Doch dann, etwa vor vier, fünf Jahren, als die Fallpauschalen in die Kliniken Einzug hielten, ging es wieder los. Fallpauschale, das bedeutet vor allem: Die Patienten verlassen das Krankenhaus schneller, als es ihnen und der Klinik lieb ist. Die Folge: (zu) viele freie Betten. Also versuchte man, Kundschaft zu aktivieren. Doch auch die Ärzte waren einfallsreich. Hansen spricht von „erpresserischen” Methoden – „wenn ihr mir keine Kopfprämie zahlt, liebe Klinik, schicke ich meine Patienten eben woanders hin.”
Dabei, so heißt es auch von der Deutschen Krankenhausgesellschaft NRW, gebe es von den Kassen gestützte Kooperationen zwischen Arzt und Klinik im Rahmen von Versorgungs-Verträgen. Doch selbst das sei problematisch. Hansen: „Der Patient hat freie Arzt- und Krankenhauswahl.”
Arbeitsteilung
Das Verhältnis Klinik und Arztpraxis scheint ein sehr kreativer Bereich zu sein. Statt plumper Prämie komme sehr häufig die feinere englische Art ins Spiel: Das Krankenhaus macht nur noch den Hauptteil der Arbeit, die Vor- und Nacharbeit überlässt es den niedergelassenen Ärzten. Die wiederum erhalten dafür Geld von der Klinik.
Es geht auch anders
Nichts für Prof. Noldus, nichts für Prof. Altmeyer, Ärztlicher Geschäftsführer des Katholischen Klinikums Bochum. Eine vernünftige Vor- und Nachsorge sollte zum Standard gehören, also nicht extra bezahlt werden. Altmeyer: „Wir sind gegen derartige Pauschalen, auch auf die Gefahr hin, bei Zuweisungen Nachteile haben zu können.” Wie es in Münster der Fall sei. „Da versuchen kleine Häuser dem Klinikum damit Patienten abzujagen.”
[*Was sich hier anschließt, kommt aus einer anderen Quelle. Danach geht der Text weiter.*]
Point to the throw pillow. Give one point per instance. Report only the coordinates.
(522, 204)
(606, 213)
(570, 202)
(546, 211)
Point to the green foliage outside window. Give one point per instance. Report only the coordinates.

Dass es auch anders geht, zeigt der Krankenhauszweckverband Köln, Bonn und Region. 159 Krankenhäuser haben im letzten Jahr beschlossen, „im Interesse eines fairen Wettbewerbs und eines kollegialen Umgangs miteinander” keine offenen oder verdeckten Einweisungspauschalen an Ärzte zu zahlen.